Many sectors of the international market have experienced significant shifts since the global financial crisis, and China’s foreign trade has also changed during these years, forming some noticeable new patterns.
First, in the context of global trade slowdown and the fragile foundations of economic growth, China is nevertheless expected to become the world’s largest commodity trading country with a further increase in market share. Second, foreign direct investment (FDI) in China exceeded $100 billion US, making China the developing country attracting the most FDI in the world for the 20th consecutive year. Third, FDI made by China maintained a growth rate of over 20% in 2012. During the year, China invested in 445 overseas enterprises in 141 countries and regions. Non-financial direct investment amounted to $77.22 billion US, increasing by 28.6%.

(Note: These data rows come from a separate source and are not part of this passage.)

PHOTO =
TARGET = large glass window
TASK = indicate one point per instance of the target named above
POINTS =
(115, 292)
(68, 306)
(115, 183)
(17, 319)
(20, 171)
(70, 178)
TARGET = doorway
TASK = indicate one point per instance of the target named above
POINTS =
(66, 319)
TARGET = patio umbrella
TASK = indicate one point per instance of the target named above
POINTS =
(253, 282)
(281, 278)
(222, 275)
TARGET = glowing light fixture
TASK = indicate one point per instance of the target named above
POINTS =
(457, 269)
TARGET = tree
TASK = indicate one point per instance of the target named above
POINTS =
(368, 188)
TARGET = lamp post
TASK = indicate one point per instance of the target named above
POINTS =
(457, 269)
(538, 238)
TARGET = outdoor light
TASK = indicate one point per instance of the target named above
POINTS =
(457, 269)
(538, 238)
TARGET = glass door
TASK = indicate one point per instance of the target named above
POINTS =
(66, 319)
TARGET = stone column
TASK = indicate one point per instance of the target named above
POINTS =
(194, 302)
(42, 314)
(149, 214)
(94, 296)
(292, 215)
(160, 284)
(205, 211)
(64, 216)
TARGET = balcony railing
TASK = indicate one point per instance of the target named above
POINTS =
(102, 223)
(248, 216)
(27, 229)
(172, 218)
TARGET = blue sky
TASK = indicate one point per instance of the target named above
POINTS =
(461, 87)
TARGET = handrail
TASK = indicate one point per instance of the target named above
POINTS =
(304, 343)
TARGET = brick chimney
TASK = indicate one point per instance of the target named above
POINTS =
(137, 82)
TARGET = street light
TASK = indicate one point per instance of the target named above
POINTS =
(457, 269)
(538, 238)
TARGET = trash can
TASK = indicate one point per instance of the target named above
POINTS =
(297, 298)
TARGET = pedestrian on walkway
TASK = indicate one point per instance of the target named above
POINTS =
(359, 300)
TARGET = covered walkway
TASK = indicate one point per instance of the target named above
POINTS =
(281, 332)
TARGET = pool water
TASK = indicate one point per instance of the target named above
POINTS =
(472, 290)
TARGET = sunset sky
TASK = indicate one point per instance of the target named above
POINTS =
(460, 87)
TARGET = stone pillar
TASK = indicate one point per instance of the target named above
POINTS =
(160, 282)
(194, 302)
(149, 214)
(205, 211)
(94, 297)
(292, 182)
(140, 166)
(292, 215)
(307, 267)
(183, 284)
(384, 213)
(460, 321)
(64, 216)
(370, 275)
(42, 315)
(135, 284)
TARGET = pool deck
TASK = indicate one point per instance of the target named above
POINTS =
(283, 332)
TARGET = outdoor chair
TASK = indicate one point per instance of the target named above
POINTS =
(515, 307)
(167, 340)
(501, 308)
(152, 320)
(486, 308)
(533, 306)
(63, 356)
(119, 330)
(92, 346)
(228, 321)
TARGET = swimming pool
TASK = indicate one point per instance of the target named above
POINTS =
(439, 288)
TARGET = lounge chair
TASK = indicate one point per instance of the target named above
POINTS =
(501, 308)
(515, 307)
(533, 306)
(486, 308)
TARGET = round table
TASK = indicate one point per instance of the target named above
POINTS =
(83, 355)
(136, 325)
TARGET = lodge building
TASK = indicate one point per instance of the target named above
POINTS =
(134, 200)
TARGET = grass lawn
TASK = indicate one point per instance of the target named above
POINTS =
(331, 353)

China’s foreign trade strategy attaches importance to the structural adjustment and competitiveness of domestic industry. In 2012, the apparent international competitiveness of Chinese low-tech products continued to improve, particularly for furniture, lighting fixtures, spare parts, and plastic products. Medium- and high-tech products also showed notable international competitiveness, for example automatic data processing equipment and its components, watches and integrated circuits. Meanwhile, China has also become an important service trading partner. The trend of outsourcing services in recent years has contributed to the enhancement of China’s service trade and promoted the development of China’s domestic service sector.
Imports into China, as the second largest world economy, will be a growing force for global economic expansion. China is expected to become the world’s largest importer over the next few years. The nation has already entered the ranks of middle-income countries, and due to its enormous population its domestic market is likely to become ever more attractive. China’s rapid economic growth and social development is reflected in its imports, especially bulk commodities, primary products, and semi-finished products. Through imports, China can effectively adjust its economic structure from one oriented primarily towards export to one driven by domestic consumption. This will promote the upgrade and transformation of domestic industry.
China is still the world’s most important foreign investment destination, measured in dollars. Reports of the United Nations Conference on Trade and Development (UNCTAD), and the business environment reports released by the U.S. Chamber of Commerce and the European Union Chamber of Commerce in China show that China is expected to continue to be the most attractive destination for enterprises all over the world. And as China’s economic strength has steadily increased, China has implemented an expansion strategy that provided strong support for its enterprises that make investment in overseas enterprises. Some of these enterprises have grown into multinational corporations. Before and after the international crisis, FDI made by China demonstrated a rapid growth trend, which in 2012 exceeded the size of FDI utilization in China for both 2006 and 2007. It is foreseeable that before long, FDI made by China will surpass the FDI into China.
Overall, China’s position in international trade and economics continued to be extremely influential in 2012 despite repeated shocks during the financial crisis, and the ensuing slow economic recovery. The changes in China’s import/export balance, as well as its shift to a net FDI investor, will be important trends to watch in the global economic environment.